Our production team comprises of one manager handling the backend and two email front-end devs including myself. For me, all of it varies depending on the complexity of the builds and the number of deployments. And, sometimes, there are just those days when you're on hold waiting for additional content or awaiting approval. But overall, I usually find myself unable to focus after a couple of weeks of heavy builds. When this happens, you'll find me navigating the web for email related inspiration, articles, new techniques, marketing strategies, and of course cat/dog videos.
What about y'all?
Don't worry. Everyone has their off days. Sometimes I find myself completely unproductive for a whole day. This usually happens to me at the beginning of each project. I think that is my way to get into the groove of things and get my mind immersed in the project (weirdly enough, dog videos and articles do this for me). The following day, I will get back to work and everything falls back into place. My peak days are usually wednesdays to saturdays, starting around 4pm until I tire myself out usually at around 2 or 3am. As a freelancer I have the luxury to choose my working hours. Sometimes this can be counterproductive, but most times, it lets me work and work and work, then rest and rest and rest.

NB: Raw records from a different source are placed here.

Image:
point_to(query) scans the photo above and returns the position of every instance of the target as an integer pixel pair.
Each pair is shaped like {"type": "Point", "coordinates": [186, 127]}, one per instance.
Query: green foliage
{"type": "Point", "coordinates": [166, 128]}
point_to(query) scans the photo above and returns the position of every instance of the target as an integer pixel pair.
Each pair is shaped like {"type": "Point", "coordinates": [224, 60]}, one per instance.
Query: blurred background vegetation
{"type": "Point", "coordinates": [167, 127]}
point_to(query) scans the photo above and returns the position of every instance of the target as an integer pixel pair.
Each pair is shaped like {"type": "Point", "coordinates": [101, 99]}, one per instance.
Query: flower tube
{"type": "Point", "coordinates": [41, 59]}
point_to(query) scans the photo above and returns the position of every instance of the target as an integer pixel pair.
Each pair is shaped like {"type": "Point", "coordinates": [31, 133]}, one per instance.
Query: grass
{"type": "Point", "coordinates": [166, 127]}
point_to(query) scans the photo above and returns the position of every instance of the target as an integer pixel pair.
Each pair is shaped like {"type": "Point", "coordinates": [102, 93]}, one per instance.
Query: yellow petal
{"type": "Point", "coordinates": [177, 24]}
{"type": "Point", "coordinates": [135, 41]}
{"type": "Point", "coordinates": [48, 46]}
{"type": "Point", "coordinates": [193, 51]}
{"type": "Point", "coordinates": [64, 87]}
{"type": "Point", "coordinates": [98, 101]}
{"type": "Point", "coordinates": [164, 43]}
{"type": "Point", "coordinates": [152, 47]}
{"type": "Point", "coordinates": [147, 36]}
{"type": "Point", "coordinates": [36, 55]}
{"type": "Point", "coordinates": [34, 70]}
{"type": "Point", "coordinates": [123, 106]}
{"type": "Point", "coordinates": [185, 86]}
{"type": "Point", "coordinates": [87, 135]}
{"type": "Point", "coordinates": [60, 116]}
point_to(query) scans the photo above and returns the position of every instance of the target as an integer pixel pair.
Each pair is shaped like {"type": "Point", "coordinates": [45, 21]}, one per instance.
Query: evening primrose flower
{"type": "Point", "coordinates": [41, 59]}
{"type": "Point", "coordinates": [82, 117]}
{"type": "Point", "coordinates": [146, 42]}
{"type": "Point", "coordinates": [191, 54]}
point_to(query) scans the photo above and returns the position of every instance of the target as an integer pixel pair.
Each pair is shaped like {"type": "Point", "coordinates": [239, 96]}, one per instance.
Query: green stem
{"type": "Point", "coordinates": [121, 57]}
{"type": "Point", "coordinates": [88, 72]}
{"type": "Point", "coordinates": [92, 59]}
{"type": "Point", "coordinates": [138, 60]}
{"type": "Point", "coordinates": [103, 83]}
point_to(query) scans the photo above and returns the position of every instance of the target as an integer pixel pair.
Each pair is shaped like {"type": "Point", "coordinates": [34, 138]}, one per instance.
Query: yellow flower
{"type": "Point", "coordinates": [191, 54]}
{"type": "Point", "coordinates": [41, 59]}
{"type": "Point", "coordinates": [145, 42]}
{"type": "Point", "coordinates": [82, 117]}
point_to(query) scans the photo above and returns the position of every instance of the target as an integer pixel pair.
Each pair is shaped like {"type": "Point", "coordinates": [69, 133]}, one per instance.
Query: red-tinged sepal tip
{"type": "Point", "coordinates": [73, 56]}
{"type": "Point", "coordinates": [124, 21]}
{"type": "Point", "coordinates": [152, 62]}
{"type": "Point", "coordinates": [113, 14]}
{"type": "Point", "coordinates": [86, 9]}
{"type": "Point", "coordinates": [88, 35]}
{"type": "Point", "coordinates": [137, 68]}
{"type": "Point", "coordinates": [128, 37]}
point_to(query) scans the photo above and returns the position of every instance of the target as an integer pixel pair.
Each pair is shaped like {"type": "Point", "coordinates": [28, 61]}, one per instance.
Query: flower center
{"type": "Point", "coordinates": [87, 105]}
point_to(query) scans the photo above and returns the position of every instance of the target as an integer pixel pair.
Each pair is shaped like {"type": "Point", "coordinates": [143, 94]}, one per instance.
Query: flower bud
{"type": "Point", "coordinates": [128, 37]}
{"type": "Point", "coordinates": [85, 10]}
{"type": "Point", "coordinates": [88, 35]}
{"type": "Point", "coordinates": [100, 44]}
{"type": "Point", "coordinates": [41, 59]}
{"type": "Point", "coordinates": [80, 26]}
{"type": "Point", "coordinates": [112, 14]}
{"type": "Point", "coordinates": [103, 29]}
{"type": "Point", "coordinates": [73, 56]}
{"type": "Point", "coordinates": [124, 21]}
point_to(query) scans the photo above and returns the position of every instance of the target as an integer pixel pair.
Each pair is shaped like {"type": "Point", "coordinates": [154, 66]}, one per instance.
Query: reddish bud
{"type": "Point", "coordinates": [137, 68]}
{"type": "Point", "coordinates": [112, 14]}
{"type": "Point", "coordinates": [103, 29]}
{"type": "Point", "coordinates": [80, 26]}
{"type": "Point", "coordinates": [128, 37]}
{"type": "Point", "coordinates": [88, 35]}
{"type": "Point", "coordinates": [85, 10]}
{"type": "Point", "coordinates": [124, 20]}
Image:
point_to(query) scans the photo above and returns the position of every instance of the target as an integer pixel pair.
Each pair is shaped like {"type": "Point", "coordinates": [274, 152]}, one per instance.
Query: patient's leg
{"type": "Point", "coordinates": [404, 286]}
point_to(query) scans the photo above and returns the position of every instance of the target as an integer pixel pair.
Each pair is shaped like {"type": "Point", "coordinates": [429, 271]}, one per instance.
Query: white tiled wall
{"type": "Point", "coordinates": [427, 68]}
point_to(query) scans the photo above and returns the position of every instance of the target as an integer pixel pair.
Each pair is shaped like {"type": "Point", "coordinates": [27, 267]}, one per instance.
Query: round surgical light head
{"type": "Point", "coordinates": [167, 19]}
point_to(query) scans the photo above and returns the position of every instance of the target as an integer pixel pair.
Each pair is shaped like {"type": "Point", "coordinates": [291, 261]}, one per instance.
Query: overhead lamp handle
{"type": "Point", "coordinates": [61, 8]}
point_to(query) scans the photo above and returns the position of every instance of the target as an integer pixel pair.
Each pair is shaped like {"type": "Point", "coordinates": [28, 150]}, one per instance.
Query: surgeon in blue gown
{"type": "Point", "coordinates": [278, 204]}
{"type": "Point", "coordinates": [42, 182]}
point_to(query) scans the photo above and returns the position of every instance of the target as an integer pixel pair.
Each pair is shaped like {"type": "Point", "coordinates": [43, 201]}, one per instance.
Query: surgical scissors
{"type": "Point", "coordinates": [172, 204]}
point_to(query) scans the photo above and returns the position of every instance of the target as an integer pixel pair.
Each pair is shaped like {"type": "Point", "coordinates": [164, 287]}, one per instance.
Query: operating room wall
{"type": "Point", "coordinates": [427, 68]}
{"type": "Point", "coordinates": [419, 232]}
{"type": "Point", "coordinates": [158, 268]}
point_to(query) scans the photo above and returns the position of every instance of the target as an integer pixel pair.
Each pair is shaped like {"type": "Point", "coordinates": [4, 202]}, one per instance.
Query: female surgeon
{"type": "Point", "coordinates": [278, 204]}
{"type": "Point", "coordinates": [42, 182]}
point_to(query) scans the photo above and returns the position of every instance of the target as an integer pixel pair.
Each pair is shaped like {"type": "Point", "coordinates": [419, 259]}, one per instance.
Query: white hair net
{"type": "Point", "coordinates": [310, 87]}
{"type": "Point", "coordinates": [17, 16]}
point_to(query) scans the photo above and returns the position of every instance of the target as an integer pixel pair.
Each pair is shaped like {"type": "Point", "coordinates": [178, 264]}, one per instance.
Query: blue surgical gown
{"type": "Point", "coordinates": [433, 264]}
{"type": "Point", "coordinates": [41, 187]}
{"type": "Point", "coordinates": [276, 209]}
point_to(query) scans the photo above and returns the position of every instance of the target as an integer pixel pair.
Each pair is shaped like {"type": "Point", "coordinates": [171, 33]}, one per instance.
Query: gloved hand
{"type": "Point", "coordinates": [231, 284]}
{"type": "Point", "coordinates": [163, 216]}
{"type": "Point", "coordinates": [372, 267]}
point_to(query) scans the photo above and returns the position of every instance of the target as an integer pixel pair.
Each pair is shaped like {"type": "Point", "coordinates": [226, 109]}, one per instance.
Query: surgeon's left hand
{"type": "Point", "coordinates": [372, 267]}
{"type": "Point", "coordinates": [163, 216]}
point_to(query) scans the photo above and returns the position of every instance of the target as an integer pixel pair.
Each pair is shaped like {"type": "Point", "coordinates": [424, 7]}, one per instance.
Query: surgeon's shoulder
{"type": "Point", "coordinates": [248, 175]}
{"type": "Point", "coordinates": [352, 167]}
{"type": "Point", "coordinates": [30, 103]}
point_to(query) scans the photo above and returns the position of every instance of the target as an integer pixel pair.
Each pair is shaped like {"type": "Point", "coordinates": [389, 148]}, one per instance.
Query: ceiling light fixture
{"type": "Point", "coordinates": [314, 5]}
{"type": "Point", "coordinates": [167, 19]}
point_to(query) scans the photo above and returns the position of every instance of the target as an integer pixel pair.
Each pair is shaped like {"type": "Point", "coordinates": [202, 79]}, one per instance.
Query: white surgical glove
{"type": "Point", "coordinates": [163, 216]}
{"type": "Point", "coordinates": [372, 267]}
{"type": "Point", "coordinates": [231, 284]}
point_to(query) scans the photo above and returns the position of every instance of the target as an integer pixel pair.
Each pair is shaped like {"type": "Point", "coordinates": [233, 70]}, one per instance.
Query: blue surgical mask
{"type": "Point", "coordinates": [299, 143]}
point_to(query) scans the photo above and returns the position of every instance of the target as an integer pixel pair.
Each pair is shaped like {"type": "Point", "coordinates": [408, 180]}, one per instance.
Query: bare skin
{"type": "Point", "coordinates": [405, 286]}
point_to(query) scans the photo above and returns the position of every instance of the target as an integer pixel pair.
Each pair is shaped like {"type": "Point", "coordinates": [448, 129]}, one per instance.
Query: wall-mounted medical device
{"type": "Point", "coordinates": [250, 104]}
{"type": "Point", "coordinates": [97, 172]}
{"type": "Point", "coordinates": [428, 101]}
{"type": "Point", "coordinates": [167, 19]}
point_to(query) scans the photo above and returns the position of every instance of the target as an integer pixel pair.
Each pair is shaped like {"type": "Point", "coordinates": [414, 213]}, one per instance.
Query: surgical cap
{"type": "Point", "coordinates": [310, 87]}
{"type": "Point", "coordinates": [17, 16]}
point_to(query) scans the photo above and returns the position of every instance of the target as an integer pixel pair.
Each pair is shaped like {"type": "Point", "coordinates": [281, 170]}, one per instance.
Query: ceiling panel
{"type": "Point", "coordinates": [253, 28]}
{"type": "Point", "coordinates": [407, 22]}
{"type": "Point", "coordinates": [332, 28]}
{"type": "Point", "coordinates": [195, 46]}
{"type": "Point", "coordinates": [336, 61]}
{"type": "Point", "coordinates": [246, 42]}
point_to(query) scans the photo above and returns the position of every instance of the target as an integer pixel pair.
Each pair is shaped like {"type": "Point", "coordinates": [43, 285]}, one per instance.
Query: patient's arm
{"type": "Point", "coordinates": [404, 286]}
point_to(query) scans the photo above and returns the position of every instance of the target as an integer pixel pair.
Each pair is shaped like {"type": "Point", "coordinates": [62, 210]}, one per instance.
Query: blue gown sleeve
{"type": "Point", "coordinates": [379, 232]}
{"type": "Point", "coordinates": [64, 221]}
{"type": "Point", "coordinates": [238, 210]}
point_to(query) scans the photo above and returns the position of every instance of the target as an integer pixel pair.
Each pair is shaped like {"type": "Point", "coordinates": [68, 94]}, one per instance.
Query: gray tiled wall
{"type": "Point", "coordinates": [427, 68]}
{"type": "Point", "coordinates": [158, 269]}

I also have peaks and troughs, though mine follow more of a 24-hour cycle rather than project lifecycles.
From 8am 2pm or so, I'm at my sharpest. This is my peak performance time.
Between 2pm and 5pm, I loose steam and write code like this, so I try to do meetings, answer email, and write Litmus forum responses in this time. I'm totally unfocused in the late afternoon.
Then sometimes I get a second wind at like 8pm and I ride that as long as it goes. But sometimes I just chill so I can be sharp at 8am the next day.
I'll go through peaks and troughs too, much like Ted. I'm in a position though where I may have design work as well as development work to do. Which works well for me. When I'm experiencing a bit of a design rut, I'll switch to some email dev and vice versa.
When I'm stuck with just dev work to do and I'm hitting that wall, I'll switch to something completely different, like scheduling work or getting up to date with emails, even checking out what's going on in the world of email marketing.
Tough call for me since my day consists of a lot of variety in tasks (not just email dev). I've found I can go about 6 hours straight on a single project, then need to let it sit for a bit, usually the rest of that day. Hard-core programming (like API integration) has to happen at night when nothing else will bother me; copywriting typically in the AM. So depending on the email project, I may be able to work on the project continuously but with different aspects at a time to avoid burnout.